Pharmacogenetics promises to individualize therapeutics. Concerns, however, exist about the lack of replication of discoveries. Selective use of different endpoints, times of assessment, types of interventions and genetic groups across studies may lead to spurious results. Here, we examined the variability of definitions of endpoints and analyses reported across studies addressing the association of the Arg16Gly and/or Gln27Glu polymorphisms of the beta2-adrenergic receptor gene with clinical response to beta2-agonist therapy in asthma.


We systematically calculated the number and type of endpoints and analyses reported across studies and recorded the appraisal of their statistical significance.
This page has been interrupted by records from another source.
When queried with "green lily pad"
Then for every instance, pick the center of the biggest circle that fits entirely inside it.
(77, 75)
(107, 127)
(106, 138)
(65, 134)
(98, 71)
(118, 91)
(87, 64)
Across 21 studies, the total number of probed and reported associations was 487 when the multiple endpoints and types of comparisons presented by multiple comparisons were considered (337 for Arg16Gly, 98 for Gln27Glu and 52 for their haplotypes): 465 (95%) were probed only once; only six associations were probed twice and two associations were probed five times, for the same endpoint, time of assessment, type of interventions and genetic group. Most studies (17/21) claimed at least one significant association. Overall, however, 243/487 (49.9%) probed and reported associations were not statistically significant, 120 (24.6%) were of unspecified statistical significance, 86 (17.7%) were statistically significant only for specific selected genetic contrasts and only 38 (7.8%) were genuinely statistically significant for the comparison between all available genetic groups.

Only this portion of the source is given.